Greenpeace has gone over the line this time in betraying the whales.
The Greenpeace Foundation has launched a bizarre and contradictory campaign to "save" the whales. This week on Valentine's Day, Greenpeace hit the road in Japan with the strangely named "Whale Love Wagon."
The campaign opened by asking supporters to send a fax transmission to the Antarctic whaling fleet saying, "I love Japan but whaling breaks my heart."
The Greenpeace attitude is that if they can't beat them, then they should join them. And in doing so, Greenpeacers have betrayed the whales. They are eating them.
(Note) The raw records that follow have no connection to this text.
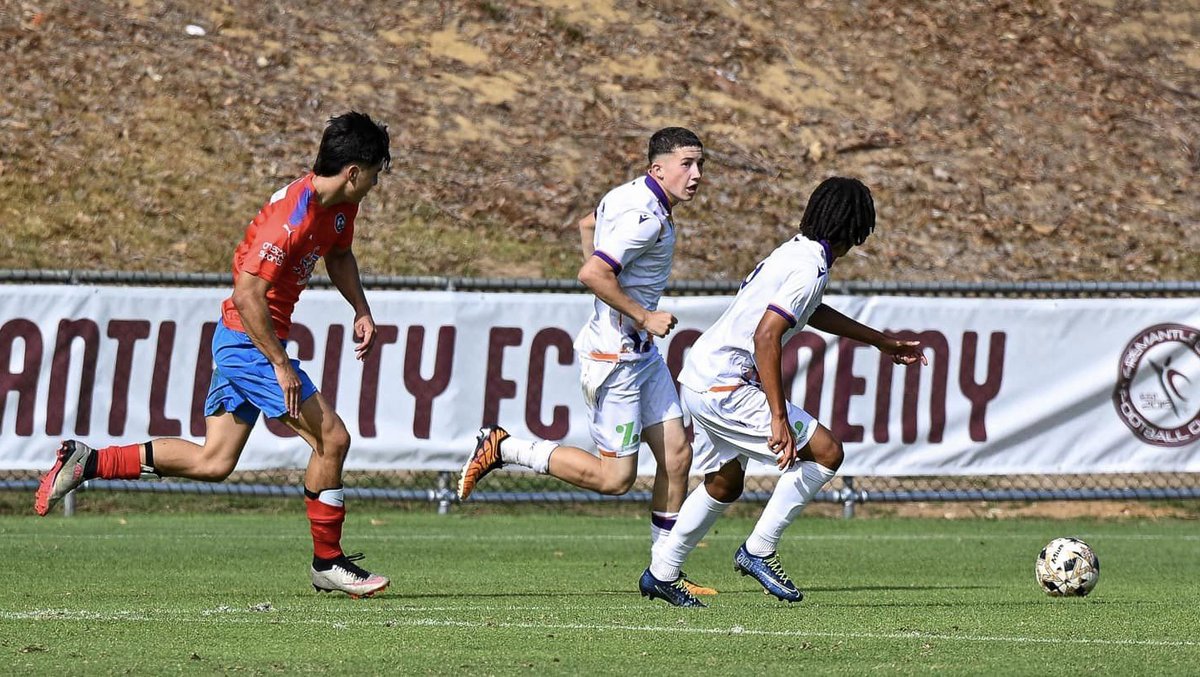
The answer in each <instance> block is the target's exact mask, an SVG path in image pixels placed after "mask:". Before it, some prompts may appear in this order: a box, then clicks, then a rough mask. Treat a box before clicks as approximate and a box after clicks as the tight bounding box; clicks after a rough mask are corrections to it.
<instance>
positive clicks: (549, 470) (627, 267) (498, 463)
mask: <svg viewBox="0 0 1200 677" xmlns="http://www.w3.org/2000/svg"><path fill="white" fill-rule="evenodd" d="M647 160H648V161H649V167H648V168H647V172H646V175H644V176H638V178H637V179H635V180H632V181H630V182H628V184H624V185H622V186H618V187H616V188H613V190H612V191H610V192H608V194H606V196H605V197H604V199H602V200H600V205H599V206H598V208H596V209H595V214H594V220H593V218H584V220H583V221H582V222H581V223H580V233H581V236H582V240H583V241H582V247H583V252H584V256H586V260H584V263H583V266H582V268H581V269H580V276H578V277H580V282H583V284H586V286H587V287H588V289H590V290H592V292H593V293H594V294H595V302H594V308H593V314H592V318H590V319H589V322H588V324H587V325H584V328H583V330H582V331H580V334H578V336H577V337H576V340H575V351H576V353H578V357H580V365H581V366H580V371H581V382H582V387H583V396H584V400H586V401H587V405H588V411H589V413H590V418H592V421H590V426H589V427H590V432H592V439H593V442H594V443H595V445H596V447H598V449H599V451H600V455H599V457H598V456H596V455H594V454H589V453H588V451H584V450H583V449H580V448H576V447H568V445H565V444H558V443H557V442H551V441H542V439H520V438H514V437H510V436H509V433H508V431H505V430H504V429H503V427H499V426H487V427H484V429H482V430H481V431H480V437H479V443H478V444H476V447H475V451H474V453H473V454H472V456H470V457H469V459H468V461H467V463H466V466H463V469H462V479H461V481H460V484H458V497H460V498H462V499H466V498H467V497H468V496H470V492H472V491H473V490H474V487H475V485H476V483H479V480H481V479H482V478H484V475H486V474H487V473H490V472H491V471H493V469H494V468H498V467H500V466H502V465H504V463H516V465H520V466H524V467H527V468H532V469H534V471H535V472H539V473H544V474H550V475H552V477H556V478H559V479H562V480H565V481H568V483H570V484H574V485H575V486H578V487H582V489H588V490H592V491H596V492H600V493H605V495H613V496H617V495H622V493H625V492H628V491H629V490H630V487H631V486H632V485H634V480H635V479H636V478H637V451H638V449H640V448H641V444H642V442H644V443H647V445H649V448H650V451H652V453H653V454H654V460H655V461H656V462H658V473H656V474H655V478H654V491H653V496H652V499H650V541H652V545H653V544H654V543H656V541H659V540H660V539H661V538H664V537H665V535H666V534H667V533H670V531H671V528H672V527H673V525H674V520H676V516H677V514H678V510H679V504H680V503H683V498H684V496H685V495H686V492H688V469H689V467H690V465H691V447H690V445H689V443H688V438H686V436H685V435H684V426H683V412H682V411H680V408H679V395H678V393H677V391H676V387H674V382H673V379H672V378H671V372H670V370H667V366H666V361H664V359H662V355H661V354H660V353H659V349H658V347H656V346H655V345H654V338H656V337H658V338H661V337H664V336H666V335H667V334H670V332H671V330H672V329H674V325H676V318H674V316H673V314H671V313H670V312H666V311H661V310H658V307H659V300H660V299H661V296H662V292H664V289H666V284H667V278H668V277H670V276H671V263H672V259H673V257H674V244H676V227H674V222H673V221H672V212H671V210H672V208H674V206H676V205H678V204H679V203H684V202H691V199H692V198H694V197H695V196H696V191H697V190H698V188H700V182H701V174H702V168H703V166H704V146H703V145H702V144H701V142H700V137H697V136H696V134H695V133H694V132H691V131H689V130H685V128H683V127H666V128H662V130H659V131H656V132H655V133H654V134H653V136H652V137H650V142H649V148H648V149H647ZM689 585H691V583H690V582H689ZM694 589H695V591H696V592H700V593H707V594H712V593H714V592H715V591H713V589H712V588H700V587H698V586H695V587H694Z"/></svg>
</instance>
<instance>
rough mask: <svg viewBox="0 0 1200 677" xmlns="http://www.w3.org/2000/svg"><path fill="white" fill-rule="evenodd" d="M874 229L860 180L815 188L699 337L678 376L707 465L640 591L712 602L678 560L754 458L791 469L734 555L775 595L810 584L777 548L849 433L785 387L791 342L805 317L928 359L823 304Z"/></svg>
mask: <svg viewBox="0 0 1200 677" xmlns="http://www.w3.org/2000/svg"><path fill="white" fill-rule="evenodd" d="M874 229H875V204H874V202H872V199H871V193H870V191H869V190H868V187H866V186H865V185H863V184H862V182H860V181H858V180H856V179H845V178H832V179H827V180H826V181H823V182H822V184H821V185H820V186H817V188H816V191H814V192H812V196H811V197H810V198H809V203H808V205H806V208H805V210H804V216H803V218H802V220H800V234H799V235H797V236H796V238H792V239H791V240H788V241H786V242H784V244H782V245H780V246H779V247H778V248H776V250H775V251H774V252H772V254H770V256H768V257H767V258H766V259H763V260H762V263H760V264H758V265H757V266H756V268H755V269H754V270H752V271H751V272H750V274H749V275H748V276H746V277H745V281H744V282H743V283H742V288H740V289H739V290H738V294H737V296H736V298H734V299H733V302H732V304H731V305H730V307H728V308H726V311H725V313H724V314H721V317H720V318H719V319H718V320H716V323H714V324H713V326H710V328H709V329H708V330H707V331H704V334H703V335H702V336H701V337H700V338H698V340H697V341H696V343H695V345H694V346H692V348H691V351H690V352H689V353H688V357H686V359H685V360H684V367H683V371H682V372H680V375H679V383H680V384H682V385H683V388H682V390H680V397H682V400H683V405H684V408H685V409H688V411H689V413H690V414H691V418H692V421H694V423H695V431H696V437H695V449H696V453H695V457H694V459H692V468H695V469H696V471H697V472H700V473H702V474H703V475H704V484H702V485H700V486H697V487H696V489H695V490H694V491H692V492H691V495H689V496H688V499H686V501H685V502H684V504H683V508H682V509H680V511H679V517H678V520H677V522H676V527H674V529H673V531H672V532H671V533H670V534H668V535H667V538H665V539H662V540H661V541H659V543H658V544H656V545H655V546H654V549H653V552H652V559H650V567H649V568H648V569H647V570H646V573H644V574H642V581H641V586H640V587H641V589H642V593H643V594H646V595H647V597H650V598H658V599H665V600H666V601H667V603H670V604H673V605H676V606H704V605H703V604H702V603H700V601H698V600H696V598H695V597H691V595H686V594H682V588H680V586H679V585H678V579H679V575H680V567H682V565H683V562H684V559H685V558H686V557H688V555H689V553H690V552H691V550H692V549H695V547H696V545H697V544H698V543H700V540H701V539H702V538H703V537H704V534H706V533H707V532H708V529H709V528H710V527H712V526H713V523H714V522H715V521H716V519H718V517H719V516H720V515H721V514H722V513H725V510H726V509H727V508H728V507H730V504H732V502H733V501H737V498H738V497H739V496H742V487H743V481H744V479H745V467H746V463H748V461H749V460H750V459H755V460H757V461H762V462H764V463H775V465H776V466H778V467H779V469H780V471H781V472H782V477H780V478H779V484H778V485H776V486H775V490H774V492H773V493H772V496H770V499H769V501H768V502H767V507H766V508H764V509H763V513H762V516H761V519H760V520H758V523H757V525H756V526H755V528H754V532H751V534H750V537H749V538H748V539H746V540H745V543H744V544H743V545H742V546H740V547H739V549H738V550H737V553H736V555H734V558H733V568H734V570H737V571H739V573H742V574H743V575H748V576H752V577H754V579H755V580H757V581H758V582H760V583H761V585H762V586H763V589H764V591H766V592H767V593H768V594H773V595H775V597H776V598H779V599H781V600H785V601H800V599H803V594H802V593H800V591H799V589H797V587H796V585H794V583H793V582H792V580H791V579H790V577H788V575H787V574H786V573H785V571H784V569H782V565H781V564H780V562H779V555H778V553H776V549H778V544H779V540H780V537H781V535H782V533H784V529H785V528H787V526H788V525H790V523H791V522H792V521H793V520H796V517H797V516H798V515H799V514H800V510H803V509H804V505H805V504H806V503H808V502H809V499H810V498H811V497H812V495H814V493H816V492H817V490H818V489H821V487H822V486H823V485H824V484H826V483H827V481H829V480H830V479H833V477H834V474H835V473H836V472H838V467H839V466H840V465H841V461H842V455H844V454H842V445H841V442H840V441H838V439H836V438H834V436H833V433H832V432H830V431H829V430H828V429H827V427H824V426H822V425H821V424H820V423H817V420H816V419H815V418H814V417H812V415H811V414H810V413H808V412H805V411H804V409H800V408H799V407H797V406H794V405H792V403H791V402H788V401H787V397H786V395H785V393H784V383H782V376H781V373H782V369H781V364H780V353H781V346H782V343H784V341H785V340H786V338H787V337H788V336H791V335H792V334H794V332H796V331H799V330H800V329H802V328H804V325H805V324H809V325H810V326H812V328H815V329H818V330H821V331H826V332H829V334H835V335H839V336H844V337H847V338H852V340H854V341H860V342H863V343H868V345H870V346H875V347H876V348H878V349H880V351H881V352H882V353H884V354H886V355H889V357H890V359H892V360H893V361H895V363H896V364H914V363H917V361H920V363H922V364H926V360H925V358H924V355H923V354H922V349H920V343H919V342H918V341H902V340H899V338H896V337H893V336H888V335H886V334H882V332H880V331H876V330H875V329H871V328H869V326H866V325H863V324H860V323H858V322H856V320H853V319H851V318H848V317H846V316H844V314H841V313H840V312H838V311H835V310H833V308H830V307H829V306H827V305H824V304H822V302H821V296H822V294H823V293H824V289H826V286H827V284H828V282H829V268H830V266H832V265H833V263H834V260H836V259H838V258H839V257H841V256H845V254H846V253H847V252H848V251H850V250H851V247H854V246H857V245H862V244H863V241H865V240H866V236H868V235H870V233H871V230H874Z"/></svg>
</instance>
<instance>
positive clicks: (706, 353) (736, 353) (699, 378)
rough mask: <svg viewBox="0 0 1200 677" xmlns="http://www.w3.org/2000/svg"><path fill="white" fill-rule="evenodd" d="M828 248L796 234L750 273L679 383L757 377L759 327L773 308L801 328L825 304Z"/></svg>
mask: <svg viewBox="0 0 1200 677" xmlns="http://www.w3.org/2000/svg"><path fill="white" fill-rule="evenodd" d="M830 258H832V256H830V253H829V247H828V245H826V244H824V242H817V241H814V240H809V239H808V238H805V236H803V235H797V236H796V238H792V239H791V240H788V241H786V242H784V244H782V245H780V246H779V247H776V248H775V251H774V252H772V253H770V256H768V257H767V258H764V259H763V260H762V263H760V264H758V265H757V266H756V268H755V269H754V271H751V272H750V275H748V276H746V278H745V281H744V282H743V283H742V288H740V289H739V290H738V295H737V296H734V299H733V302H732V304H730V307H727V308H725V312H724V313H721V317H719V318H718V319H716V322H715V323H713V325H712V326H709V328H708V330H707V331H704V334H703V335H702V336H701V337H700V338H698V340H697V341H696V343H695V345H694V346H692V347H691V349H690V351H689V352H688V357H686V359H685V360H684V364H683V371H680V372H679V383H682V384H683V385H685V387H688V388H689V389H691V390H695V391H697V393H703V391H704V390H709V389H710V388H713V387H718V385H738V384H743V383H748V382H750V383H755V382H757V371H756V370H755V363H754V332H755V329H757V328H758V322H760V320H761V319H762V316H763V313H768V312H773V313H775V314H778V316H780V317H782V318H784V319H786V320H787V323H788V325H790V326H791V329H788V330H787V331H786V332H785V335H784V341H785V342H786V341H787V338H788V337H790V336H791V335H792V334H796V332H797V331H799V330H800V329H802V328H803V326H804V324H805V323H806V322H808V320H809V317H811V316H812V313H814V311H816V310H817V306H818V305H821V296H822V295H823V294H824V289H826V286H827V284H828V283H829V264H830Z"/></svg>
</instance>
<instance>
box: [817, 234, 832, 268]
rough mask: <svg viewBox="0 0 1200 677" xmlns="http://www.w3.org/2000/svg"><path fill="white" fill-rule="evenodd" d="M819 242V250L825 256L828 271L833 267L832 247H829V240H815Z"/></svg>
mask: <svg viewBox="0 0 1200 677" xmlns="http://www.w3.org/2000/svg"><path fill="white" fill-rule="evenodd" d="M817 241H818V242H821V250H822V251H823V252H824V254H826V269H827V270H828V269H829V266H830V265H833V247H830V246H829V240H817Z"/></svg>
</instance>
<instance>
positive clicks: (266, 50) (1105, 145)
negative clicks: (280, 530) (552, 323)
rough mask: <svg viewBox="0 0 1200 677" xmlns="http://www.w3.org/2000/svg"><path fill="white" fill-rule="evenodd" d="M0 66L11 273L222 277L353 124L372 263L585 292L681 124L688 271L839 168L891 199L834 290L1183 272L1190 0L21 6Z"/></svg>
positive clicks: (359, 249) (724, 259) (68, 3)
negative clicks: (20, 270)
mask: <svg viewBox="0 0 1200 677" xmlns="http://www.w3.org/2000/svg"><path fill="white" fill-rule="evenodd" d="M190 24H191V25H198V26H200V28H203V29H204V31H205V35H204V36H190V35H187V34H186V32H185V26H187V25H190ZM0 55H2V59H0V73H2V80H4V83H5V92H4V96H2V97H0V148H2V149H4V150H2V151H0V202H2V204H4V206H2V208H0V216H2V226H4V228H0V268H88V269H136V270H166V271H211V270H226V269H227V266H228V257H229V252H230V251H232V246H233V244H234V241H235V240H236V239H238V238H239V236H240V233H241V229H242V228H244V227H245V223H246V222H247V221H248V220H250V218H251V216H253V214H254V212H256V211H257V209H258V208H259V206H260V204H262V202H263V200H264V199H265V198H266V197H268V196H269V194H270V193H271V192H272V191H274V190H275V188H276V187H277V186H280V185H282V184H283V182H286V181H288V180H290V179H292V178H294V176H295V175H298V174H299V173H301V172H304V170H305V168H306V167H307V166H308V163H311V158H312V157H311V156H312V152H313V151H314V149H316V143H317V139H318V138H319V134H320V130H322V126H323V121H324V119H326V118H328V116H329V115H331V114H336V113H340V112H343V110H346V109H349V108H356V109H361V110H366V112H370V113H371V114H373V115H376V116H378V118H380V119H383V120H385V121H386V122H389V124H390V126H391V130H392V132H394V154H395V157H396V163H395V168H394V172H392V174H391V175H390V176H388V178H386V179H385V182H384V184H383V185H382V186H380V190H379V191H378V193H377V194H373V196H372V197H371V198H368V203H367V204H366V205H365V210H364V216H362V218H361V226H362V227H361V229H360V233H361V236H360V239H359V241H358V245H356V247H358V252H359V258H360V262H361V263H362V266H364V269H365V270H366V271H367V272H374V274H443V275H484V276H556V277H557V276H572V275H574V271H575V268H576V266H577V253H576V252H577V242H576V234H575V233H574V230H572V227H571V226H570V223H571V221H572V220H574V217H576V216H577V215H580V214H582V212H584V211H587V210H588V209H590V208H592V206H593V205H594V203H595V200H596V199H598V198H599V197H600V196H601V194H602V193H604V191H605V190H606V188H608V187H611V186H612V185H616V184H617V182H620V181H623V180H624V179H626V178H629V176H631V175H635V174H636V173H637V172H638V170H640V169H641V166H642V158H641V157H642V154H643V148H644V143H646V138H647V137H648V134H649V132H652V131H653V130H655V128H658V127H660V126H665V125H674V124H678V125H685V126H690V127H694V128H695V130H697V131H698V132H700V133H701V134H702V137H703V138H704V140H706V143H707V146H708V150H709V157H710V163H709V166H708V169H709V173H708V176H707V185H706V187H704V188H703V191H702V193H701V197H700V198H698V199H697V200H696V202H695V203H694V204H689V205H686V206H684V208H682V209H679V211H678V216H679V222H680V223H682V227H683V232H682V233H683V236H682V240H680V252H679V257H678V258H677V262H678V263H677V270H676V275H677V277H679V278H730V277H739V276H740V275H742V274H743V272H744V271H745V270H746V269H748V268H749V266H750V265H752V263H754V262H755V260H757V259H758V258H760V257H761V256H763V254H764V253H766V252H768V251H769V250H770V248H772V247H773V246H774V245H775V244H776V241H778V240H780V239H782V238H785V236H786V235H787V234H788V232H790V228H791V226H792V224H793V223H794V222H796V221H797V218H798V214H799V212H800V210H802V209H803V205H804V199H805V197H806V196H808V193H809V192H810V191H811V188H812V187H814V186H815V185H816V184H817V182H818V181H820V180H821V179H822V178H824V176H827V175H830V174H850V175H857V176H860V178H863V179H864V180H865V181H868V184H869V185H871V186H872V188H874V191H875V196H876V202H877V204H878V214H880V232H878V235H877V236H876V238H875V239H872V240H871V241H870V242H869V245H868V247H866V251H868V253H869V254H870V256H869V257H868V258H860V257H850V259H847V262H846V263H845V264H844V265H842V266H840V270H839V276H840V277H841V278H868V280H955V281H976V280H1006V281H1016V280H1164V278H1165V280H1171V278H1174V280H1194V278H1200V257H1198V256H1196V252H1198V251H1200V191H1198V184H1196V175H1198V172H1200V4H1198V2H1196V1H1195V0H1166V1H1148V0H1147V1H1138V0H1084V1H1079V2H1058V1H1033V0H1030V1H1003V2H971V1H966V0H932V1H929V2H920V4H908V2H882V1H866V2H844V1H833V0H829V1H823V0H806V1H803V2H796V1H792V0H786V1H785V0H763V1H757V2H752V1H745V0H706V1H703V2H684V1H683V0H661V1H654V2H649V1H641V0H588V1H584V0H544V1H541V2H534V1H532V0H514V1H506V2H498V1H490V0H476V1H466V0H464V1H461V2H446V1H413V2H365V1H355V0H350V1H343V2H312V1H307V0H305V1H295V2H282V1H269V2H258V1H250V0H232V1H222V2H204V4H196V2H181V1H163V2H155V1H149V0H127V1H115V0H110V1H96V2H84V1H65V0H43V1H37V2H26V1H19V2H18V1H11V0H10V1H7V2H4V4H2V5H0Z"/></svg>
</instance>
In promoting their theme that Japanese whale eating culture must be respected, a video distributed by Greenpeace depicts a Greenpeacer visiting a Japanese grandmother in her home. He sits down and eats whale with her, and politely tells her that is was delicious.
"We are making it very clear that we have no problem with Japanese culture or eating whale," said Emiliano Ezcurra, an Argentinian Greenpeace activist who helped design the campaign.
Ezcurra said that Greenpeace has no problem with whaling on Japan's coast but opposes the slaughter of the whales in the Southern Oceans Whale Sanctuary.
Sea Shepherd Founder and President Captain Paul Watson, one of the co-founders of Greenpeace is appalled at the pro-whaling stance of Greenpeace. "This campaign is just simply bizarre," said Captain Watson, "How does Greenpeace think they are going to stop whaling in Antarctica by publicly eating whale meat and declaring whale meat to be delicious? What are these people thinking?"
This is not the first time that Greenpeace has betrayed the whales. In 1997, they assisted in a Yupik whale hunt by towing a dead bowhead whale ashore and ate whale meat as guests of the community.
Greenpeace International Director John Frizell has openly stated that Greenpeace is not opposed to whaling in principle.
When Sea Shepherd crew visited the Greenpeace ships Esperanza and Arctic Sunrise in Cape Town in February 2006, they could not help but notice that on the eve of a major campaign on overfishing along the African coast, the Greenpeace crew were sitting down to dinner before platters of baked fish.
When one of the Sea Shepherd crew questioned the contradictions and said that Sea Shepherd ships served only vegan meals, the cook on the Esperanza said, "That's just silly."
Greenpeace has a reputation built on the hard work and ideas of people like Paul Watson, Robert Hunter, Bobbi Hunter, Al Johnson, Dr. Paul Spong, and others, and these ideas and efforts are being spat upon by these politically correct bureaucrats who now run Greenpeace.
Emily Hunter, the daughter of the late Robert Hunter is presently with the Sea Shepherd campaign in Antarctica onboard the ship named after her father. "The memory of my father, the first president of Greenpeace, has been dishonored by this incredibly ridiculous campaign to have Greenpeacers eat whale meat as a gesture of support for Japanese culture," Emily commented.
Greenpeace sent one of their ships the Esperanza to Antarctica to unfurl anti-whaling banners before the Japanese whaling fleet. Despite being given the coordinates of the whaling fleet for over a week, the Esperanza still has not found the whaling fleet. If they do find the Japanese fleet, there will be no whaling activities to oppose.
Whaling in Antarctica is over for this season as the Japanese factory ship Nisshin Maru, in the Ross Sea, has experienced a major fire in their engine room.
Sea Shepherd hunted for the Japanese fleet for 6 weeks before engaging them in confrontations north of the Balleny Islands on February 9th and February 12th.
Speaking from the ship Robert Hunter, Captain Watson said, "I respect Japanese culture, and in fact, I have been a student of Japanese history, but I do not and never will respect any part of a culture that butchers and eats the flesh of one of the most intelligent, socially-complex, and most gentle sentient beings on this planet. I place whale eating on the level of cannibalism as barbarous behaviour."
The slaughter of endangered whales in the Antarctic Whale Sanctuary must be ended and it won't be ended by sitting down with Japanese grandmothers and sharing a whale burger with them.